Recombinant E. coli systems can be engineered to regenerate ATP for experimental applications using the following approach:

• Thermostable enzyme expression: Create recombinant E. coli expressing thermostable enzymes like Thermus polyphosphate kinase (PPK), which can regenerate ATP using inexpensive polyphosphate .

• Heat treatment protocol: Heat-treat the recombinant cells at 70°C for 10 minutes to inactivate host enzymes while retaining thermostable enzyme activity . This treatment also increases membrane permeability, allowing substrates and products to cross the cell membrane.

• Reaction setup: Add exogenous polyphosphate and ADP to the heat-treated cells to enable ATP regeneration . This system has shown >60% activity retention even after 1-week incubation at 70°C .

• Coupled enzyme reactions: Combine the ATP regeneration system with other thermostable enzymes for specific applications. For example, coupling with thermostable fructokinase and phosphofructokinase allows production of fructose 1,6-diphosphate from fructose and polyphosphate .

This approach overcomes inhibition issues associated with high ATP concentrations and provides a cost-effective ATP source, as commercial polyphosphate ($9/lb) can provide ATP equivalents that would cost over $2,000/lb if purchased directly .

How does E. coli O157:H7 ATP synthase subunit c differ from other bacterial species?

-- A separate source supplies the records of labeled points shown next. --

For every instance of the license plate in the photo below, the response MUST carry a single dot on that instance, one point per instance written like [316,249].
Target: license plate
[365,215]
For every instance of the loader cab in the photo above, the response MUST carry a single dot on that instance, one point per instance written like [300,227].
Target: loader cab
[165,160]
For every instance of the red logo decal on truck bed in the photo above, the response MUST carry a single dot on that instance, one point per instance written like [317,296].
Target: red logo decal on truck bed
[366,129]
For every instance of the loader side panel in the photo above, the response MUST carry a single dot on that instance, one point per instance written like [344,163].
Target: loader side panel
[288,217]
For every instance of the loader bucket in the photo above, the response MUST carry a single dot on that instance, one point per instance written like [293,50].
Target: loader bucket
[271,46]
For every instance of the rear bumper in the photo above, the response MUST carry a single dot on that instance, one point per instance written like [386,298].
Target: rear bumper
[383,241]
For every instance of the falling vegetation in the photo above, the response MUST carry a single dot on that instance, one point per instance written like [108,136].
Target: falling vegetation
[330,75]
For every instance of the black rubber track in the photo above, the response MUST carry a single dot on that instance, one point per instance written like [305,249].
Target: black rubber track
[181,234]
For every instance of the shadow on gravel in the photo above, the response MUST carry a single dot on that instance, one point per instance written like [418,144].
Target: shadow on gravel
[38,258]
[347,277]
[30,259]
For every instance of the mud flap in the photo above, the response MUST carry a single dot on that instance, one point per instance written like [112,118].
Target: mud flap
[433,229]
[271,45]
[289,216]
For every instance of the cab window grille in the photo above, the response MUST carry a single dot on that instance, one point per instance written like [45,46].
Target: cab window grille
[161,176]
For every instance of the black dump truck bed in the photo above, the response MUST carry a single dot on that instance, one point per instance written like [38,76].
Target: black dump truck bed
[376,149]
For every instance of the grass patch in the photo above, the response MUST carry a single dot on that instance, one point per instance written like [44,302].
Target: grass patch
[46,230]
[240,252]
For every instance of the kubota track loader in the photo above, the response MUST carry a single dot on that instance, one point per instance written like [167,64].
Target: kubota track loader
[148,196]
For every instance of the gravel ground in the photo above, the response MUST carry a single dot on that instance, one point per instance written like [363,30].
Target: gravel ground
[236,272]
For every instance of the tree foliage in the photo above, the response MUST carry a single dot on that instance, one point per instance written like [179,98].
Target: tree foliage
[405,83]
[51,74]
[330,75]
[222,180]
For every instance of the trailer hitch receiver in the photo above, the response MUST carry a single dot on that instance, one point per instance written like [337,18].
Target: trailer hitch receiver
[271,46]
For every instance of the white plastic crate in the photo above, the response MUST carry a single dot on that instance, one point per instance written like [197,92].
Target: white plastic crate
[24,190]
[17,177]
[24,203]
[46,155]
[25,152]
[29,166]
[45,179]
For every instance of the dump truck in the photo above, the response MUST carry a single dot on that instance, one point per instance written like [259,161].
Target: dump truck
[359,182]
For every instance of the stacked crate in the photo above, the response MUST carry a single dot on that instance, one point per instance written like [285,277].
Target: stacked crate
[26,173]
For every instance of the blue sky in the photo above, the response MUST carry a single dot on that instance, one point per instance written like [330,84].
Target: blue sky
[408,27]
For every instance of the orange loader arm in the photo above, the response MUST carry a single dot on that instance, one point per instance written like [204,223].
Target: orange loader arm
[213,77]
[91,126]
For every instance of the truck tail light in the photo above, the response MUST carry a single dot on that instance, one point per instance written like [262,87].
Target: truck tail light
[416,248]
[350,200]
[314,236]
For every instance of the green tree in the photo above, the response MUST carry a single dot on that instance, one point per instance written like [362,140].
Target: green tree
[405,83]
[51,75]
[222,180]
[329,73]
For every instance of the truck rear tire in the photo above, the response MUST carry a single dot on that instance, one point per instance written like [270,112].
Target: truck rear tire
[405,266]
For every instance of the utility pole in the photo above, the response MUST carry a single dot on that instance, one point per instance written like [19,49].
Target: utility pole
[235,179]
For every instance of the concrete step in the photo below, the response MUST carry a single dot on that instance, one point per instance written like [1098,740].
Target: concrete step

While specific sequence comparisons for E. coli O157:H7 atpE are not provided in the search results, general principles of bacterial ATP synthase conservation and divergence can be inferred:

What are the challenges in expressing functional recombinant ATP synthase in heterologous systems?

Researchers face several challenges when expressing ATP synthase components in heterologous systems:

• Multi-subunit assembly: ATP synthase is a complex multi-subunit enzyme. Expressing just the c subunit (atpE) may not provide insights into its function within the assembled complex.

• Membrane protein expression: As a membrane protein, atpE presents challenges typical of membrane protein expression, including potential toxicity to host cells, inclusion body formation, and difficulties in proper membrane insertion.

• Post-translational modifications: Any required post-translational modifications must be correctly performed by the host system.

• Functional reconstitution: For functional studies, the expressed protein must be properly reconstituted into a membrane environment that allows proton translocation and rotation.

• Species compatibility: When expressing components from different species together (as in chimeric enzymes), structural incompatibilities may prevent proper assembly or function.

Researchers have addressed some of these challenges using approaches like heat-treated recombinant systems , which allow for simplified experimental setups while retaining specific enzymatic functions.